Enviada em 08/10/2024

“Os fatos não deixam de existir só porque são ignorados”. A declaração realizada pelo escritor e filósofo inglês Aldous Huxley, ao ser analisada sob a atual conjuntura do país, permite refletir sobre como as dificuldades para frear as crescentes queimadas nas florestas brasileiras é negligenciado no tecido social brasileiro, pois afeta a vida de muitas pessoas. Nesse sentido, fatores como o desmatamento ambiental em consonância com a falta de conscientização da população que agravam tal questão.

A Constituição promulgada em 1988, apelidada ‘Constituição Cidadã, ampliou os limites tradicionais da democracia brasileira ao estender o direito a segurança para toda a população. Todavia, é importante salientar que tal prerrogativa não é totalmente garantida, tendo em vista que a principal consequência do desmatamento está atrelada a perda da vegetação nativa, a remoção da vegetação provoca uma grande perda da biodiversidade assim como a perda do habitat de animais e plantas, e, ainda, impacta diretamente na elevação do número de espécies em extinção. Portanto, é inadmissível que, em um país onde se paga uma das maiores taxas de tributos do mundo, o Estado não garanta políticas públicas capazes de corrigir ou reduzir essa situação.

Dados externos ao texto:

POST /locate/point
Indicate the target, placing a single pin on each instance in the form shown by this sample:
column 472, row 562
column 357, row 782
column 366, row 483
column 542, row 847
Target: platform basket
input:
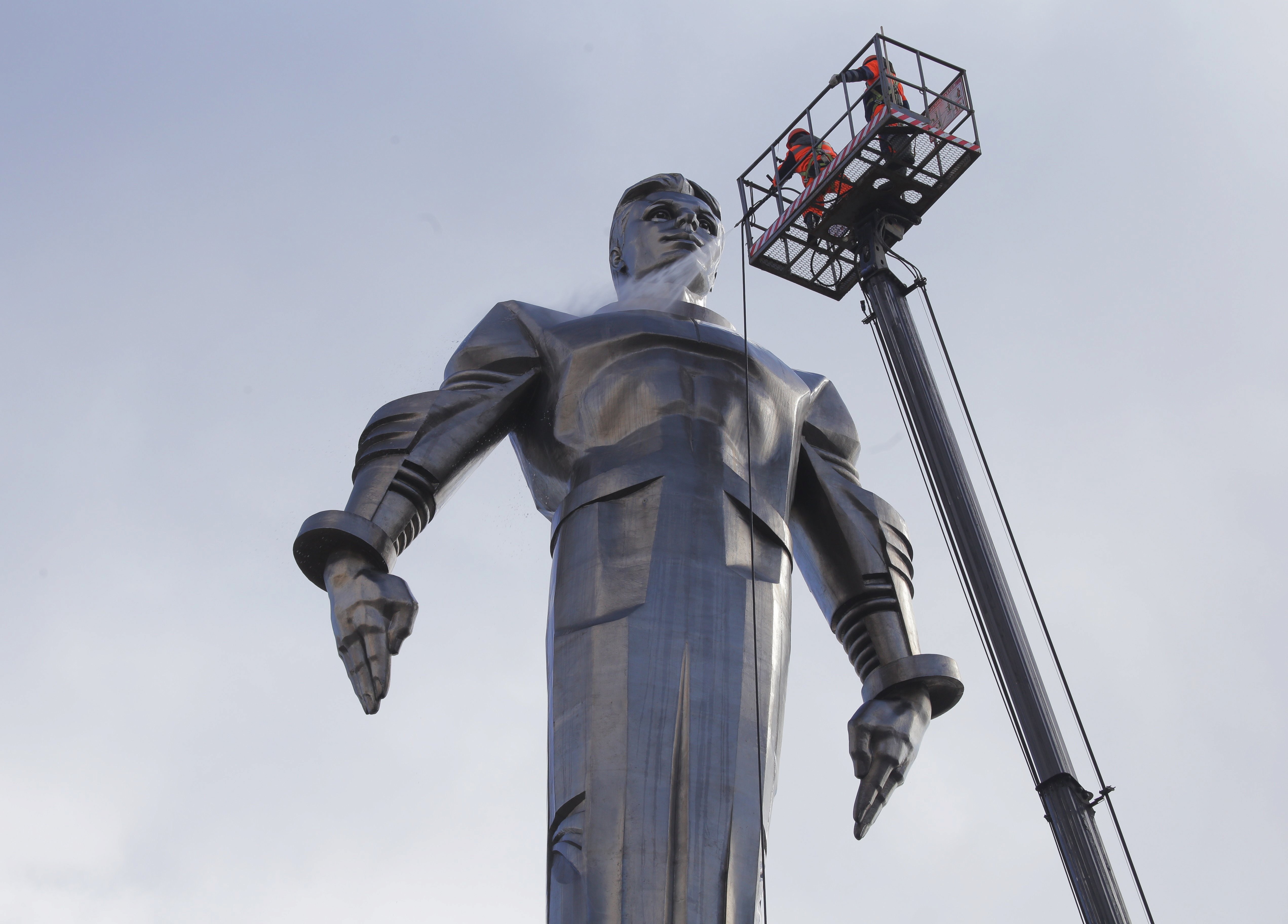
column 891, row 168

Somado a isso, vale ressaltar que a falta de responsabilidade e comprometimento com o ambiente por parte dos indivíduos intensifica essas queimadas. Segundo o monitoramento do Instituto Nacional de Pesquisas Espaciais (Inpe), o país já registrou 159.411 focos desde o início do ano, em 2024, das queimadas deste ano, 50% aconteceram na Amazônia e 32% no Cerrado. Isso nos mostra que a população brasileira está diante de uma situação extremamente delicada e é por essa razão que ações precisam ser tomadas para que todos possam viver com mais harmonia e com todos os seus direitos garantidos.

Desse modo, é importante que o Governo Federal tome providências para alterar o quadro atual. Portanto, urge que o Ministério da Educação, por meio de campanhas e palestras, influencie e providencie a mudança do quadro atual. Só assim, será possível melhorar a realidade da sociedade brasileira que está vivendo com a temática em questão.